Today we’d like to introduce you to Joanne Mattera.

Every artist has a unique story. Can you briefly walk us through yours?
My earliest memories are of sewing, knitting, and crocheting alongside my beloved aunts, Lena and Antonette Misci, who taught me so much of the handwork they knew. An artist friend pointed out a few years ago that I learned early on to associate creative activity with unconditional love.

In high school I made the switch from handwork to painting and drawing, and I spent most of my time in the art room. This was in the late Sixties when Italian-American girls were not expected to have a career, so ironically, sexism allowed me the freedom to go to art school. I wasn’t the one who was expected to support a family. I moved from Revere to Boston to attend Massachusetts College of Art and got a BFA in Painting. More importantly, I learned to think of myself as an artist, despite a male professor telling me, “You have to decide whether you want to be a woman or an artist.” (Little-known fact: I put myself through college working as a go-go dancer in the Combat Zone.)

I’d like to say that my career trajectory has swung in one gloriously successful arc since that time, but no. After graduation in 1970, I moved to upstate New York. There was a sustained back-to-the-land period when I learned to grow vegetables and to build things, my feminist awakening, and my coming out as a lesbian. I supported myself by picking vegetables, driving a dump truck, moving and hauling with my pickup, modeling for a life class, writing about art, and teaching art as an adjunct. In the early Eighties I took a job as the editor in chief of Fiber Arts magazine and relocated to Asheville, North Carolina. By the mid-Eighties I was working in Manhattan as an editor, first for Women’s Wear Daily and then Glamour. All the while I continued to make art and seek gallery representation.

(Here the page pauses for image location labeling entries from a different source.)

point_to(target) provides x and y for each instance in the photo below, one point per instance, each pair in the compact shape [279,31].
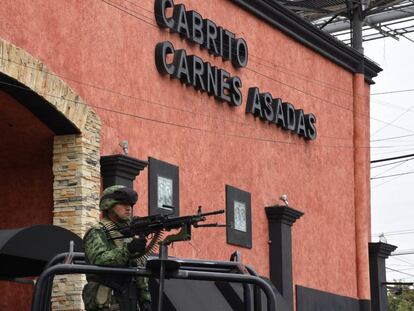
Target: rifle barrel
[221,211]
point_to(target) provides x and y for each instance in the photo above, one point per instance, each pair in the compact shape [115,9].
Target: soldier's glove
[146,306]
[137,245]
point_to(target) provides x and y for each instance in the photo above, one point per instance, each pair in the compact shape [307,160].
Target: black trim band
[304,32]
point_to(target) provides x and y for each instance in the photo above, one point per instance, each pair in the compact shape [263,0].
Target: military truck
[35,255]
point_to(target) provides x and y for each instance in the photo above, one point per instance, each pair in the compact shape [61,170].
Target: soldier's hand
[146,306]
[137,245]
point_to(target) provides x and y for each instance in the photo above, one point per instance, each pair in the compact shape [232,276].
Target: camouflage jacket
[100,250]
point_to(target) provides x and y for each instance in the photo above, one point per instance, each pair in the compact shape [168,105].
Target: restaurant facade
[220,104]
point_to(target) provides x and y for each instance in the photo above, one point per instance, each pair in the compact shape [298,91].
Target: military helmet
[115,195]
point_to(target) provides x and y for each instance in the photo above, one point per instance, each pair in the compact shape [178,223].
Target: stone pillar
[362,199]
[378,252]
[281,219]
[76,197]
[120,170]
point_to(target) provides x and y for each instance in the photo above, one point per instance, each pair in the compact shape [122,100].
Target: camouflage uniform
[100,249]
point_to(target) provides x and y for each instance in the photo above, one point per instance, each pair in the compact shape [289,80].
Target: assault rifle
[157,224]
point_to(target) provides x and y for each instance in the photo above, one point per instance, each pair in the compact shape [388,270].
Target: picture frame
[238,217]
[163,188]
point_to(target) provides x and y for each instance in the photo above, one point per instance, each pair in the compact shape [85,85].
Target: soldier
[105,245]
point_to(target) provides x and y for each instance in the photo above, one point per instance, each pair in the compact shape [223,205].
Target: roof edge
[304,32]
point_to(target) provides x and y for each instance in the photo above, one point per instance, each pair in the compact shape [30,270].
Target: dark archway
[26,168]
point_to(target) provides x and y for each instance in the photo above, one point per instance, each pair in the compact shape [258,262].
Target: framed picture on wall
[238,217]
[163,188]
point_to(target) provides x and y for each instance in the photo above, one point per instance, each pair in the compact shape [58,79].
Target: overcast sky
[392,198]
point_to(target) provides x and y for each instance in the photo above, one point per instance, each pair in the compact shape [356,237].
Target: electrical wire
[115,6]
[402,260]
[394,232]
[406,160]
[389,169]
[394,175]
[390,138]
[392,122]
[393,92]
[395,270]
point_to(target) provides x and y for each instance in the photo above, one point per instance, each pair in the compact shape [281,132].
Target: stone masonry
[76,165]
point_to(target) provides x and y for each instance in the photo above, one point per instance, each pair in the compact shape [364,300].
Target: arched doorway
[49,161]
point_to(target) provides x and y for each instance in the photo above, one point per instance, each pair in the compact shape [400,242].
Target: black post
[378,252]
[281,219]
[120,170]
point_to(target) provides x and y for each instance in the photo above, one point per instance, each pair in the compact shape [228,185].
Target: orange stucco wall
[25,184]
[107,56]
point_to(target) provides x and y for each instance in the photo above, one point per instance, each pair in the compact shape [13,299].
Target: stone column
[120,170]
[281,219]
[378,252]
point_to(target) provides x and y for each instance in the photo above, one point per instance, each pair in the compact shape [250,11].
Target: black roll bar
[43,283]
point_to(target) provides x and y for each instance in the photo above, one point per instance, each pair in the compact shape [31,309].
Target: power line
[372,167]
[391,168]
[390,138]
[395,270]
[394,175]
[392,92]
[403,252]
[393,158]
[393,232]
[394,120]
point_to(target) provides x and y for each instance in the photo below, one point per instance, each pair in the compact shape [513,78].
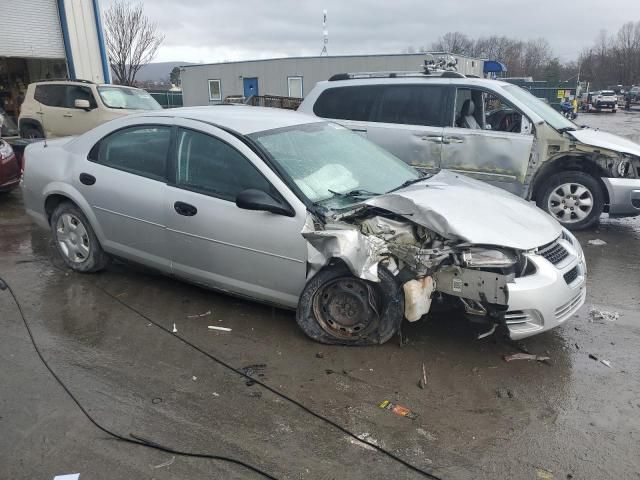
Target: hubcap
[72,238]
[346,308]
[570,202]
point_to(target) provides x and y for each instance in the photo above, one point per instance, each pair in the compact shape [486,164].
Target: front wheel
[575,199]
[75,239]
[340,309]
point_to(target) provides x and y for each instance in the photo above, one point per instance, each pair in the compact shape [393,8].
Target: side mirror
[253,199]
[82,104]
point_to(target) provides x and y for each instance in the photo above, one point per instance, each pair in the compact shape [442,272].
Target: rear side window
[210,166]
[51,95]
[413,105]
[141,150]
[347,103]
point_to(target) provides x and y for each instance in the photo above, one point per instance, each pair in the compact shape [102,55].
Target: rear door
[498,150]
[124,180]
[408,121]
[213,242]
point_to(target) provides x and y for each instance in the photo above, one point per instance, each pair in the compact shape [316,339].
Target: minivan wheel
[575,199]
[338,308]
[75,240]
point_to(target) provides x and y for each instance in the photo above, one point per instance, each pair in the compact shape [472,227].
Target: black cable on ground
[136,440]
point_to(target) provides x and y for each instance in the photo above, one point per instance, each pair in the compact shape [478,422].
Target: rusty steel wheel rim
[346,308]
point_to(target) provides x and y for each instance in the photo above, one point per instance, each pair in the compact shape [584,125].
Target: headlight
[480,257]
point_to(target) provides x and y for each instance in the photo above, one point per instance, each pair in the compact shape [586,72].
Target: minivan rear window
[400,104]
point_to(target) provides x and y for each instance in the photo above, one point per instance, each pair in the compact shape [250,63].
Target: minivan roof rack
[79,80]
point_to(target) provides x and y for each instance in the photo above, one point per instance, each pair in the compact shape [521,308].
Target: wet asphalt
[479,417]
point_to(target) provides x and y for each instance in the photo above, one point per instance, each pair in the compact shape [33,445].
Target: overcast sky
[221,30]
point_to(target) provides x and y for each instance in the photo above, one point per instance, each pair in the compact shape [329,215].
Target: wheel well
[52,202]
[567,164]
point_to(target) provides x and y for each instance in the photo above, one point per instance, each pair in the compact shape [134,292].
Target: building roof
[420,54]
[243,119]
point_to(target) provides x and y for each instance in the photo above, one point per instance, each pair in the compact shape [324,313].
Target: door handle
[87,179]
[185,209]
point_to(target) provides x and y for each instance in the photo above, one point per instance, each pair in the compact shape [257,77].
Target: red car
[10,167]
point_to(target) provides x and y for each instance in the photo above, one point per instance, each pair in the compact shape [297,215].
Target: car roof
[243,119]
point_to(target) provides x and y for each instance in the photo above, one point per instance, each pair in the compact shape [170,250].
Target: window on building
[215,90]
[295,86]
[141,150]
[210,166]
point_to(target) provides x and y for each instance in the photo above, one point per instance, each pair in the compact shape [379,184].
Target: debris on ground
[222,329]
[596,315]
[422,383]
[543,474]
[597,242]
[397,409]
[524,356]
[164,464]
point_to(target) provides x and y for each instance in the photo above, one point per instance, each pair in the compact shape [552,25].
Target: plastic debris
[422,383]
[222,329]
[524,356]
[597,242]
[164,464]
[596,315]
[397,409]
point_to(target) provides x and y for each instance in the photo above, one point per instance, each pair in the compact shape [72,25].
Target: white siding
[83,37]
[30,28]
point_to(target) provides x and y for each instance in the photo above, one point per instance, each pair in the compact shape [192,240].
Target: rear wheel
[338,308]
[75,239]
[575,199]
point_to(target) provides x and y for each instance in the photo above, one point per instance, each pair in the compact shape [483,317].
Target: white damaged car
[290,210]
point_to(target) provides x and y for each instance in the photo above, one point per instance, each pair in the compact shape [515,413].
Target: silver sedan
[282,208]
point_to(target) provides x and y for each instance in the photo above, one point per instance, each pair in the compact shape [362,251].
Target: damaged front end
[426,264]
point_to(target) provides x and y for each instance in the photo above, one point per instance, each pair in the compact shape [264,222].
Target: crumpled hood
[459,207]
[598,138]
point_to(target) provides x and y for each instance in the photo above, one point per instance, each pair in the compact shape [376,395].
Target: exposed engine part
[485,287]
[417,297]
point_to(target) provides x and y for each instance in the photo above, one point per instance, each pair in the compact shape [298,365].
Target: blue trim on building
[65,37]
[106,72]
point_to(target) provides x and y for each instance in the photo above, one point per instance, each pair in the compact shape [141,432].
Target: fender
[66,190]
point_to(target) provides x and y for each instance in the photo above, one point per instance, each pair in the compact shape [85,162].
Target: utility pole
[325,34]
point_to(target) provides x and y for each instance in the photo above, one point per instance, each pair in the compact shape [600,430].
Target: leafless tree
[132,40]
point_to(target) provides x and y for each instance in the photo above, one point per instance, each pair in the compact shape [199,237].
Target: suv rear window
[400,104]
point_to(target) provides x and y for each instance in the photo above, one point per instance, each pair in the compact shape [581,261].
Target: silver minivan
[490,130]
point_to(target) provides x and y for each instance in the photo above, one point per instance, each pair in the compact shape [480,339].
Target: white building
[42,39]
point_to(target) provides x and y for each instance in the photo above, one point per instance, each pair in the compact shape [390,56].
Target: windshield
[542,109]
[127,98]
[327,161]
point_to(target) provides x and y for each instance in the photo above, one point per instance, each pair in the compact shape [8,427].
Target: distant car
[295,211]
[70,107]
[10,168]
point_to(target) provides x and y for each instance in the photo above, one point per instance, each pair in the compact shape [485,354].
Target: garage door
[30,28]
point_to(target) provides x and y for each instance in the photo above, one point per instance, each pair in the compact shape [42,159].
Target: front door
[252,253]
[250,86]
[488,139]
[124,182]
[408,122]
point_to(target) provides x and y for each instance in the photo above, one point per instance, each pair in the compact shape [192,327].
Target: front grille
[571,275]
[554,252]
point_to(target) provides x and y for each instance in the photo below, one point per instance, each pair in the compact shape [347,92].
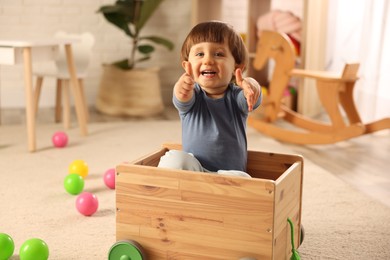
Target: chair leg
[84,100]
[58,104]
[66,105]
[37,94]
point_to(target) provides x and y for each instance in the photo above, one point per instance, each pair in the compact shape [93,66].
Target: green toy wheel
[126,250]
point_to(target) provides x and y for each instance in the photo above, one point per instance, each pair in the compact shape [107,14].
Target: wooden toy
[335,93]
[174,214]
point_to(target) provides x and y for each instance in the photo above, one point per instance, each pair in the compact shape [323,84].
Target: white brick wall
[42,18]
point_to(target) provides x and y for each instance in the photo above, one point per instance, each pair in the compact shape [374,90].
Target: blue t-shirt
[214,130]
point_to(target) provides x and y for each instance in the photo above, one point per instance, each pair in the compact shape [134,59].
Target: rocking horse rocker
[334,92]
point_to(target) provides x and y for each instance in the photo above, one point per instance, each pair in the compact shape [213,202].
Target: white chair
[82,52]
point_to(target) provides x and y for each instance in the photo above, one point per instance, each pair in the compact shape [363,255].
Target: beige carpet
[340,222]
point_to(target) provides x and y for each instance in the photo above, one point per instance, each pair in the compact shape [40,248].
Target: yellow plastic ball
[80,167]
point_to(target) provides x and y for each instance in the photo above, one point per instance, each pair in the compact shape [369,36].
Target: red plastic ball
[87,203]
[59,139]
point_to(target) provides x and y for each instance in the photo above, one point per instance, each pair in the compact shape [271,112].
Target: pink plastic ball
[109,178]
[87,203]
[59,139]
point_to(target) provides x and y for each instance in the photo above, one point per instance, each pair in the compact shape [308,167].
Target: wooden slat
[178,214]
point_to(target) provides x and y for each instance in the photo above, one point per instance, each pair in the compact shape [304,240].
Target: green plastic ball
[34,249]
[7,246]
[74,183]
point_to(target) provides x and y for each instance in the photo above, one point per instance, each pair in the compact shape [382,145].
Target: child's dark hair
[218,32]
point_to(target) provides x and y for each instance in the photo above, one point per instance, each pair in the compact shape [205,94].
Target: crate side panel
[193,220]
[288,192]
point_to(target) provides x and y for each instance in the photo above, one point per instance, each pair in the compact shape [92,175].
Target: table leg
[30,117]
[79,103]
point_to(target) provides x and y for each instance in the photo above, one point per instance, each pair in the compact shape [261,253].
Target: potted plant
[126,89]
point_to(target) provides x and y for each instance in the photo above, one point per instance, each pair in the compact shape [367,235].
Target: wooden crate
[177,214]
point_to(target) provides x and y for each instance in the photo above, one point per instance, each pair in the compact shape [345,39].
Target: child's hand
[184,87]
[250,87]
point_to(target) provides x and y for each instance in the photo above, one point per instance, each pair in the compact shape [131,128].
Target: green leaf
[143,59]
[118,17]
[122,64]
[159,40]
[145,49]
[148,8]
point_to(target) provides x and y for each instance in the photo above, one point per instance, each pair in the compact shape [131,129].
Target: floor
[361,162]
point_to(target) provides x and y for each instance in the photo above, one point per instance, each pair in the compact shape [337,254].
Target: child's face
[212,66]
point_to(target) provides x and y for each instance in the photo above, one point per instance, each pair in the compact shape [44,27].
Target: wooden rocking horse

Looking back, I see it was a ridiculously convoluted path, yet I had taken to heart the art school advice I’d received: “You’ll never make a living as an artist. You’ll need a job to support you.” I’ve had dozens of them.

By 2000 I was showing regularly, and my work was selling well enough for me to go full time in the studio. But the rent was killing me, so I decided to relocate my studio out of Manhattan. I found the building of my dreams in Salem: a two-story former auto repair shop that had been upgraded for living and rezoned to residential. My studio is on the ground floor, and I live in the loft upstairs.

Please tell us about your art.
I paint small-scale color fields and reductive geometric abstractions. My color is saturated, my surfaces richly textural. It’s only partly tongues in cheek that I call my work “lush minimalism.” My long-running current series, “Silk Road,” was initially inspired by the iridescence of a two-tone silk fabric but quickly evolved into an exploration of luminosity on and under the surface.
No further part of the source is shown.